For Immediate Release

Contact: Amy Mercer
Marketing and Communications Manager
843-722-2706 ext. 38


The Charleston Story featuring the work of Alice Ravenel Huger Smith

The Rice Plantation series

The Gibbes Museum of Art is proud to feature the Rice Plantation series of watercolors paintings by Alice Ravenel Huger Smith. This exhibition from our permanent collection will hang through July 15, 2013.

Fifty years after the end of the Civil War, Charleston experienced an artistic rebirth that brought national attention to the "beautiful city that time had forgotten." This renaissance was largely the creation of a small community of artists that discovered in Charleston\'s time worn alleyways, weathered facades, and lowcountry landscape, a visual beauty that spoke of an extraordinary architectural and cultural past.

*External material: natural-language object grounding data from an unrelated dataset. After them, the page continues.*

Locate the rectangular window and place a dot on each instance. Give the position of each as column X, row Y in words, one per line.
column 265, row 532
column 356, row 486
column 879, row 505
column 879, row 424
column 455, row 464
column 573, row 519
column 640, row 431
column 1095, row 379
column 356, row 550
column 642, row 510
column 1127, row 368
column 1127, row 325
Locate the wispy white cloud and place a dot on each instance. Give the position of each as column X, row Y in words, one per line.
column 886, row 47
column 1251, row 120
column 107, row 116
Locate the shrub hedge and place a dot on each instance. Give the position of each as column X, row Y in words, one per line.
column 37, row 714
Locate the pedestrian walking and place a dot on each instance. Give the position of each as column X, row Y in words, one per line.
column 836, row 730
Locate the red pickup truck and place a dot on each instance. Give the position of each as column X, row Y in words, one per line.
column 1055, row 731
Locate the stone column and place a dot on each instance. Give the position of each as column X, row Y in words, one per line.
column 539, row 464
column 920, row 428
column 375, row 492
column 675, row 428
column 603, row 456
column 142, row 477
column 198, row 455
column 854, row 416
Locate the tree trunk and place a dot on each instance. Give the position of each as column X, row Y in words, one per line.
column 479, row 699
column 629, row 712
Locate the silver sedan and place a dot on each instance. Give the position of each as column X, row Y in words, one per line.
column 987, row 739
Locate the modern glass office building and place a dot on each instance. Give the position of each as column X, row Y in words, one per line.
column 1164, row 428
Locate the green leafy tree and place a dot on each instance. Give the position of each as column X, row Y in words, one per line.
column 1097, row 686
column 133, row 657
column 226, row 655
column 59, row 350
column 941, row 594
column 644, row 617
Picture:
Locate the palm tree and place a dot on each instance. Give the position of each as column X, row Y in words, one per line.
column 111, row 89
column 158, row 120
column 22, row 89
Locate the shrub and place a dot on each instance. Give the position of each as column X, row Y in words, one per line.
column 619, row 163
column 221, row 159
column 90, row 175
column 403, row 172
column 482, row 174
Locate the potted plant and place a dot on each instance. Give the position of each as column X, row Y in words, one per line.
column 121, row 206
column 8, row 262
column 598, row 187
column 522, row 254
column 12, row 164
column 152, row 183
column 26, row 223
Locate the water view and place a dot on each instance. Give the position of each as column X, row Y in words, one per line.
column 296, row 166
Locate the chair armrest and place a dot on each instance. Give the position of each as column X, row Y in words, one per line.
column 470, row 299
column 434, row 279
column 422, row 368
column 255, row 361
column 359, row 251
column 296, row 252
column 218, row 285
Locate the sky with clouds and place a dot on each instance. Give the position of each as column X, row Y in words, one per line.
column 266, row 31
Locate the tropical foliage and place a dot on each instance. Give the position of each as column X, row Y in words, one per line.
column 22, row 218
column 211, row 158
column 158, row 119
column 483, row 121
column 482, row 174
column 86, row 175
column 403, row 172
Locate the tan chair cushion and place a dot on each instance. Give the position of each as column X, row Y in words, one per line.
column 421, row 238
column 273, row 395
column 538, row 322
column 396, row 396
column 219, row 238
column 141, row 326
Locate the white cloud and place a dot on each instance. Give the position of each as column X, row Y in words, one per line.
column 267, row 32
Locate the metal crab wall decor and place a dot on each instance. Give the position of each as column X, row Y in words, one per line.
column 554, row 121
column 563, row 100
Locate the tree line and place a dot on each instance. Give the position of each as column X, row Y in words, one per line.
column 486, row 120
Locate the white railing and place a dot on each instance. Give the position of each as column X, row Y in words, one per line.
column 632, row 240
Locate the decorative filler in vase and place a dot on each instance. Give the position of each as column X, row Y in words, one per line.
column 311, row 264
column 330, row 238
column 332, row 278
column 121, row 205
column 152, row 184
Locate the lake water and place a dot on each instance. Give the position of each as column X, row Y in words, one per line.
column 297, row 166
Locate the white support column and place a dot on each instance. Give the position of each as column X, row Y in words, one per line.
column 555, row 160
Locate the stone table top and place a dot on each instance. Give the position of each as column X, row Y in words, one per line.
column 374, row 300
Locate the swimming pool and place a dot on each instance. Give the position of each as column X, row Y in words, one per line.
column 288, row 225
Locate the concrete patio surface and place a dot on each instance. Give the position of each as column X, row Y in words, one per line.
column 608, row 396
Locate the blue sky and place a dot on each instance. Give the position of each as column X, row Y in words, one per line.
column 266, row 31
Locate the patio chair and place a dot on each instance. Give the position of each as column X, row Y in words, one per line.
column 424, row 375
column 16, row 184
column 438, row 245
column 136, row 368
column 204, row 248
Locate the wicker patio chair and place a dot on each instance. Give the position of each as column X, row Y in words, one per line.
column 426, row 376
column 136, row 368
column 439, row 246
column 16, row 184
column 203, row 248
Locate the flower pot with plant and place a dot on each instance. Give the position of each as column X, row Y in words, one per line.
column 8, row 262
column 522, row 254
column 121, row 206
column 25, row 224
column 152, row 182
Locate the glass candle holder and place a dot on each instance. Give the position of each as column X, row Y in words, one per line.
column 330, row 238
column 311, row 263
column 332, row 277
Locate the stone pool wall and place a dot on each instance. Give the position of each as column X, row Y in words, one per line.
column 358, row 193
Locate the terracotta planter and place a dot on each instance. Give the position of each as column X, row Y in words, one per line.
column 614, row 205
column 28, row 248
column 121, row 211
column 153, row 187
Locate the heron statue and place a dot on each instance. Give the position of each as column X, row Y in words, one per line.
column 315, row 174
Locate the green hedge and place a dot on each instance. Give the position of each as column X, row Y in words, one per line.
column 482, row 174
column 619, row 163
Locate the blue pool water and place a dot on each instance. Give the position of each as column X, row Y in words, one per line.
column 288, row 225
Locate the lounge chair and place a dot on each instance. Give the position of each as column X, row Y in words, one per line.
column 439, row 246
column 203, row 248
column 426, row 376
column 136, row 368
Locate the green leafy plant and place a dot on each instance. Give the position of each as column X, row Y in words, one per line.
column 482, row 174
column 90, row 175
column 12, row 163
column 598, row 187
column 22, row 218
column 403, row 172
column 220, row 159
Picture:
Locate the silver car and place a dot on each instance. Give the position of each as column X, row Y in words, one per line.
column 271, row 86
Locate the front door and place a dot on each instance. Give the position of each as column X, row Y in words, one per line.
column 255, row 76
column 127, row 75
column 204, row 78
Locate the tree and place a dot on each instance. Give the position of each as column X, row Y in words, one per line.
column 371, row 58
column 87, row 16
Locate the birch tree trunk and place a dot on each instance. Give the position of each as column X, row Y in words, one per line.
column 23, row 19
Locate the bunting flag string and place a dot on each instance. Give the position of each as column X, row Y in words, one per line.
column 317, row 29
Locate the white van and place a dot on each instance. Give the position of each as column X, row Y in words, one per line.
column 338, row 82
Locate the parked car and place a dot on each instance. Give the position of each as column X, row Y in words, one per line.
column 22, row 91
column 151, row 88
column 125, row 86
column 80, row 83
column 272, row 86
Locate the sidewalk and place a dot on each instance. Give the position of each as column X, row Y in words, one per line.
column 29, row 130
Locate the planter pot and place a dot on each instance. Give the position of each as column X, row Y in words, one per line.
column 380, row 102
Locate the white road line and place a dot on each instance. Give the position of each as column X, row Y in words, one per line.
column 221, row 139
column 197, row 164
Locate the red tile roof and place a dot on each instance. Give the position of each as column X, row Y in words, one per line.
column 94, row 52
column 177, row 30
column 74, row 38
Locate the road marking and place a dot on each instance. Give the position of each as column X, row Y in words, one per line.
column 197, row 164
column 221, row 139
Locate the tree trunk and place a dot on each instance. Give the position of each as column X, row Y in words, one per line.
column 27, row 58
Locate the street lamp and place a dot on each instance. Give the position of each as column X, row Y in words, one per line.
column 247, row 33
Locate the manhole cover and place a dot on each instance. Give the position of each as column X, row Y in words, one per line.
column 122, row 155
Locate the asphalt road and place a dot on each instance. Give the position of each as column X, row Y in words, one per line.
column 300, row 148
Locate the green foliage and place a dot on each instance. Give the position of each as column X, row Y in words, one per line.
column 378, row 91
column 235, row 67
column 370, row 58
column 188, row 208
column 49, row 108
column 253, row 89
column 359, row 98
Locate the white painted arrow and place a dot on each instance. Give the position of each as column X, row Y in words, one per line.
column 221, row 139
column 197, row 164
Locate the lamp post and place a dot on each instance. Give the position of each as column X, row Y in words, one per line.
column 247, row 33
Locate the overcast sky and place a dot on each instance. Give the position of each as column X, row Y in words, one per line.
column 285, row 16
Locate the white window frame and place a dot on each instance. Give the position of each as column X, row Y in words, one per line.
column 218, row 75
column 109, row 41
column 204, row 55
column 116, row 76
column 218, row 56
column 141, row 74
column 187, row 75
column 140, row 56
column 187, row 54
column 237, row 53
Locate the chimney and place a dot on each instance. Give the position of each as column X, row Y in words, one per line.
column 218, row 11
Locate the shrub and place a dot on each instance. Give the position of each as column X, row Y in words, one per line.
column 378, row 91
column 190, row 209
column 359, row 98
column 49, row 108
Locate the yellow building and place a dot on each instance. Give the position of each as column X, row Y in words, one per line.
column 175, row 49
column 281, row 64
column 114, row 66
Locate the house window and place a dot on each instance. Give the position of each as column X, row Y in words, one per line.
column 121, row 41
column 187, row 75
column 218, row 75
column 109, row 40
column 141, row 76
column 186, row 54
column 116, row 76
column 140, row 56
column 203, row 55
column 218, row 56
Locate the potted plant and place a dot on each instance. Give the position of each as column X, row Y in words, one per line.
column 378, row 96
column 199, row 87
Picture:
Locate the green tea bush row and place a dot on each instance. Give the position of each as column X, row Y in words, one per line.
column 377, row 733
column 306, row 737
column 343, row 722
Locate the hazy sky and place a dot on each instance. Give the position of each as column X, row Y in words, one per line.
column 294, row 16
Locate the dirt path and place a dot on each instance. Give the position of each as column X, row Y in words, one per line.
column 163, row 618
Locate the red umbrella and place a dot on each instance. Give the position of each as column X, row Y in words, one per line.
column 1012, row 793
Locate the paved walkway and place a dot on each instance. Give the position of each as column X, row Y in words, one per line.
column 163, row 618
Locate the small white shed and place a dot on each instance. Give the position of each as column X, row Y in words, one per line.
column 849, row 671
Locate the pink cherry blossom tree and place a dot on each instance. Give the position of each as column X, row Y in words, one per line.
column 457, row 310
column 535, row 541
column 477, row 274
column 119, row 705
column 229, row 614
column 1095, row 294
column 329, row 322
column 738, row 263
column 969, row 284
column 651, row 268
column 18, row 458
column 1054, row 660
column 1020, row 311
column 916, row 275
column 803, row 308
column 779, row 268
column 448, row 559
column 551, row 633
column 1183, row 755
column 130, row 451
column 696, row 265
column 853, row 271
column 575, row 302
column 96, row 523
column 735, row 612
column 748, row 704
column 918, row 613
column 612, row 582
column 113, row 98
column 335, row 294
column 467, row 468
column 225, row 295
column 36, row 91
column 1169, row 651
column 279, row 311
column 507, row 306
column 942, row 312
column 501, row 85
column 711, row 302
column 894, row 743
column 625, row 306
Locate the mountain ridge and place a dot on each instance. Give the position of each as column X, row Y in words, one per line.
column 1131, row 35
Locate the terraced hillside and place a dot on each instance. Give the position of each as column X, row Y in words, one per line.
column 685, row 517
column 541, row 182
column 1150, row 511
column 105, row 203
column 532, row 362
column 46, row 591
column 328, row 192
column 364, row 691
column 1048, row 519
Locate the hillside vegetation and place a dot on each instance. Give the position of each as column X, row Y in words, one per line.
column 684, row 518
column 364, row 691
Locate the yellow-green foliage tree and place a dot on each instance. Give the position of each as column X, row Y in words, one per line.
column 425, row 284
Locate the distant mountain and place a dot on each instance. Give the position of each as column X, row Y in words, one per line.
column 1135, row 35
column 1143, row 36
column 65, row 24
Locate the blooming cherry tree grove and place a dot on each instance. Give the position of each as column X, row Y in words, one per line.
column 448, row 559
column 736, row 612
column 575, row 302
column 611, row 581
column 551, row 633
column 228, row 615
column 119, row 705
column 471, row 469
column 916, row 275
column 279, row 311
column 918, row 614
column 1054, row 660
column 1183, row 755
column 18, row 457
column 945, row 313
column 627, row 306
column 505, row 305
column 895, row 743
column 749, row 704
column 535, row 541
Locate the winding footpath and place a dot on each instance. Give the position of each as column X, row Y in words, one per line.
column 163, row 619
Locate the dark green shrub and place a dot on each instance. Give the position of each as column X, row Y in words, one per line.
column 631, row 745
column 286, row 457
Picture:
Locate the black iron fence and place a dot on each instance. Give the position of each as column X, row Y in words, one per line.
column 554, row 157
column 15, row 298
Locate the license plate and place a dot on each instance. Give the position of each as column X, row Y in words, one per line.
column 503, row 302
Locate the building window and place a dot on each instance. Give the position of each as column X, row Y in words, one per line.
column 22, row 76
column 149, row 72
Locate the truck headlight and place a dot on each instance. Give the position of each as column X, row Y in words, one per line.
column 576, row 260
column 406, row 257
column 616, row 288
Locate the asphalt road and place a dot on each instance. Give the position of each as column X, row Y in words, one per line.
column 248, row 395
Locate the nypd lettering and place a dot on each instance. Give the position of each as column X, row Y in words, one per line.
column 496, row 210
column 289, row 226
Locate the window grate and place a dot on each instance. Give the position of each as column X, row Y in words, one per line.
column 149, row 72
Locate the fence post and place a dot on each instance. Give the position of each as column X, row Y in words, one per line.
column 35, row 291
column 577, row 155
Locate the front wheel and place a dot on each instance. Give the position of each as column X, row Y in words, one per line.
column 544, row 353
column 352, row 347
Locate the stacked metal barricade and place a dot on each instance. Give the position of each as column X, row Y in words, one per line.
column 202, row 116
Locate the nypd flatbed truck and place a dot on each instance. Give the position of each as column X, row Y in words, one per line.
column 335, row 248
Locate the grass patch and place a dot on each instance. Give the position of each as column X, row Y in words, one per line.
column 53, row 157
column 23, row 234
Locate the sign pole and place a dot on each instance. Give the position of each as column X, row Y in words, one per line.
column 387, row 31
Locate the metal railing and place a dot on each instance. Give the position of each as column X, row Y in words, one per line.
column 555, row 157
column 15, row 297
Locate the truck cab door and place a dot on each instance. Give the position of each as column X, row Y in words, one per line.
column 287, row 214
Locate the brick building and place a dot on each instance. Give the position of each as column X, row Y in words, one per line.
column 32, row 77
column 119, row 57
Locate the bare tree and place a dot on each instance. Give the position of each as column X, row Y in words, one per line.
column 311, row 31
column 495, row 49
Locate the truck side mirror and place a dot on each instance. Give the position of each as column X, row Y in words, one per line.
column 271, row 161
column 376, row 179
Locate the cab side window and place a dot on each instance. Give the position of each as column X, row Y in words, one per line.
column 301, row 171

Alice Ravenel Huger Smith (1876-1958) was a leading artist of the cultural and economic renaissance that occurred in Charleston between the two world wars. Smith disseminated the history and mythology of her beloved lowcountry to a national audience through her evocative images, numerous writings, and civic activities. Produced in mid-career, A Carolina Rice Plantation of the Fifties was the most ambitious of her publications. The series of watercolors and the accompanying text, which includes an essay on rice cultivation by historian Herbert Ravenel Sass and the boyhood memoirs of her father Daniel Elliott Huger Smith, are meant to preserve a "first-hand knowledge\" of life on a rice plantation in the 1850s. Through a series of skillful and compelling watercolors, Smith offers a romantic vision of plantation life from a planter's perspective.

Upon completion of the book, Smith donated all thirty original watercolors to the Gibbes Museum of Art. The Rice Plantation Series, as this group of objects is most commonly referred to today, is synonymous with the Gibbes and is one of its most treasured assets. Thanks to the generosity of Wilmer Welsh and Ralph Blakely, who established the Welsh-Blakely Fund, the Gibbes, working in cooperation with the Straus Center for Conservation, Harvard University Art Museums, completed conservation of the entire series in 2009.

Established as the Carolina Art Association in 1858, the Gibbes Museum of Art opened its doors to the public in 1905. 

Located in Charleston’s historic district, the Gibbes houses a premier collection of over 10,000 works of fine art, principally American works with a Charleston or Southern connection and presents special exhibitions annually. In addition, the museum offers an extensive complement of public programming and educational outreach initiatives.

As the aesthetic heart of the Lowcountry, the Gibbes serves the community by stimulating creative expression, increasing economic vitality through tourism, and improving the region’s superb quality of life.